CA P. V. : La FANU n’est pas une force permanente. Elle opère en complément des deux forces permanentes que sont la Force Océanique Stratégique et les Forces Aériennes Stratégiques. Elle est activable à la demande du Président de la République, chef des armées. Elle tire sa pertinence de la valeur militaire et politique du porte-avions en élargissant de façon très intéressante le panel des options à la disposition du chef de l’Etat. La mobilité de la plateforme, l’usage des eaux et espaces aériens internationaux, la dimension symbolique du porte-avions sont des atouts essentiels de la FANU.

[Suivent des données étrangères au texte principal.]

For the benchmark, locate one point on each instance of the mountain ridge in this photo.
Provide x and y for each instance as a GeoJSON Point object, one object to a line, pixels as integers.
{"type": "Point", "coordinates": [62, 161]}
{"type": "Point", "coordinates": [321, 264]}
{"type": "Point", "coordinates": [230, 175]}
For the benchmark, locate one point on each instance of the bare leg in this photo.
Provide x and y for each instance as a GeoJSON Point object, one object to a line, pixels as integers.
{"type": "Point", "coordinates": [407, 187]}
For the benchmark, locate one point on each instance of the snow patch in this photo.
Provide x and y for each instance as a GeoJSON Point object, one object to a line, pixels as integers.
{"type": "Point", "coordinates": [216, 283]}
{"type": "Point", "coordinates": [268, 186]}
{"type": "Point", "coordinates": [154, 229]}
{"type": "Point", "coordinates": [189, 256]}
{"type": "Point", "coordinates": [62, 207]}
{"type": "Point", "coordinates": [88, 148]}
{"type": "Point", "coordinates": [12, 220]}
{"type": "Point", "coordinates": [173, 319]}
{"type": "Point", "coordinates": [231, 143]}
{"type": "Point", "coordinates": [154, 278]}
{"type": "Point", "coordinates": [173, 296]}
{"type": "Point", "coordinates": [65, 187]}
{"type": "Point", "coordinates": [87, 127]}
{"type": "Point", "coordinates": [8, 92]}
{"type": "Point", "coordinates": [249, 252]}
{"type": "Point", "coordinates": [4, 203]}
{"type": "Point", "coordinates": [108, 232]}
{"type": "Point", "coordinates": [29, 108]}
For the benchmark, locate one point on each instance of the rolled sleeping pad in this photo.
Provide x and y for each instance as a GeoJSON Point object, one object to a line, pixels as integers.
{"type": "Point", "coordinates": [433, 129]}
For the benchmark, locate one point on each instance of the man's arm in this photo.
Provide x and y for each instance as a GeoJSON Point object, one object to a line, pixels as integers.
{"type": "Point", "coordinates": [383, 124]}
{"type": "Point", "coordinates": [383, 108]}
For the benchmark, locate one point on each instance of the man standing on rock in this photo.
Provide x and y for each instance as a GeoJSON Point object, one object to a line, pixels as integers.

CB : Beaucoup ont déjà écrit sur la dissuasion : quel nouvel éclairage pensez-vous apporter ?
CA P. V. : Peu de militaires ont écrit sur le sujet depuis les quatre généraux de l’Apocalypse, André Beaufre, Charles Ailleret, Pierre-Marie Gallois et Lucien Poirier qui ont posé les fondations de la doctrine française. La dimension politique de la dissuasion est un fort inhibiteur pour le militaire dont la liberté d’expression obéit à des règles strictes. En publiant cet ouvrage, j’espère avoir atteint deux objectifs : apporter une contribution doctrinale utile et en même temps montrer qu’il est possible pour des militaires de participer à l’effort intellectuel indispensable pour appréhender le monde qui vient.
La dissuasion au troisième âge nucléaire, Pierre Vandier, Ed. du Rocher, 100 pages, 11 €.